Glosse zur Rettung einer Ziege auf der A3 Was machte der Capra auf der Autobahn?

Region · Einen tierischen Einsatz erlebte die Kölner Autobahnpolizei am Dienstag auf der A3, wo sie eine Ziege aufgriffen. GA-Redakteur Hansjürgen Melzer greift die humorvolle Einsatzbeschreibung der Beamten auf, die bei dem Einsatz womöglich einen Angehörigen von FC-Maskottchen Hennes aufgriffen.

 Mit einem Bulli brachte die Polizei die Ziege zunächst zur Autobahnpolizeiwache in Sankt Augustin.
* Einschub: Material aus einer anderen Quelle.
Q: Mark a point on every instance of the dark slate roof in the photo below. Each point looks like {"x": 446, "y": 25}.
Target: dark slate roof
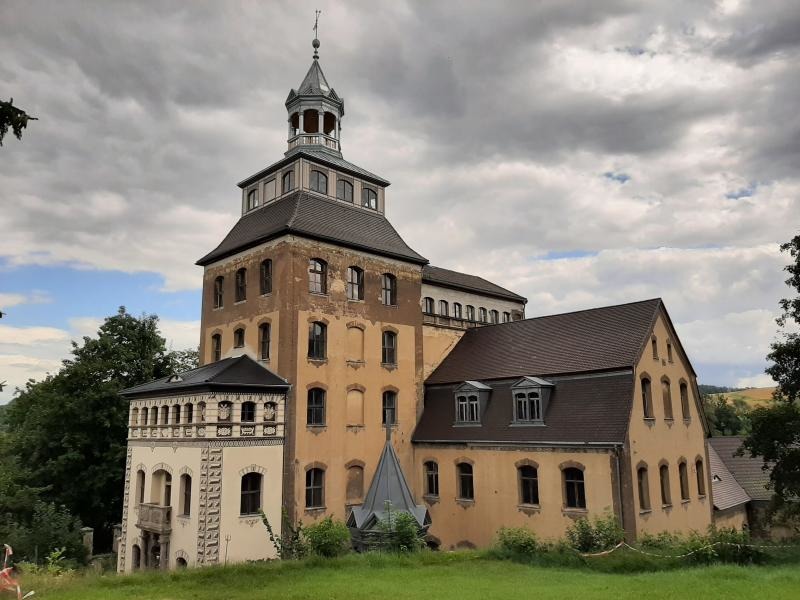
{"x": 469, "y": 283}
{"x": 580, "y": 410}
{"x": 747, "y": 470}
{"x": 598, "y": 339}
{"x": 316, "y": 217}
{"x": 329, "y": 158}
{"x": 725, "y": 489}
{"x": 240, "y": 372}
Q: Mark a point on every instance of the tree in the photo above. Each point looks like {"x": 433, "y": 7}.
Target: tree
{"x": 70, "y": 430}
{"x": 14, "y": 117}
{"x": 775, "y": 432}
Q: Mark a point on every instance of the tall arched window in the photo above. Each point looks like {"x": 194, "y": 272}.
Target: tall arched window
{"x": 528, "y": 484}
{"x": 319, "y": 182}
{"x": 574, "y": 488}
{"x": 389, "y": 289}
{"x": 241, "y": 285}
{"x": 431, "y": 478}
{"x": 344, "y": 190}
{"x": 317, "y": 342}
{"x": 315, "y": 410}
{"x": 219, "y": 289}
{"x": 355, "y": 283}
{"x": 264, "y": 333}
{"x": 317, "y": 276}
{"x": 251, "y": 494}
{"x": 265, "y": 277}
{"x": 315, "y": 488}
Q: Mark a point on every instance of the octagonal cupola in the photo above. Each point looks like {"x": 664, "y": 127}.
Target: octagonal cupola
{"x": 315, "y": 112}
Mit einem Bulli brachte die Polizei die Ziege zunächst zur Autobahnpolizeiwache in Sankt Augustin.

Foto: Jens Kleinert

Da behaupte mal einer, mit der Polizei sei nicht zu spaßen. Wenn es um den 1. FC Köln geht, scheint diese Regel außer Kraft gesetzt. Man kann die Geschichte über den Einsatz der Kölner Autobahnpolizei am Dienstag auf der A3 nahe dem Autobahnkreuz Bonn/Siegburg ganz nachrichtlich erzählen, man kann es aber auch so tun, wie die Kölner selber es getan haben.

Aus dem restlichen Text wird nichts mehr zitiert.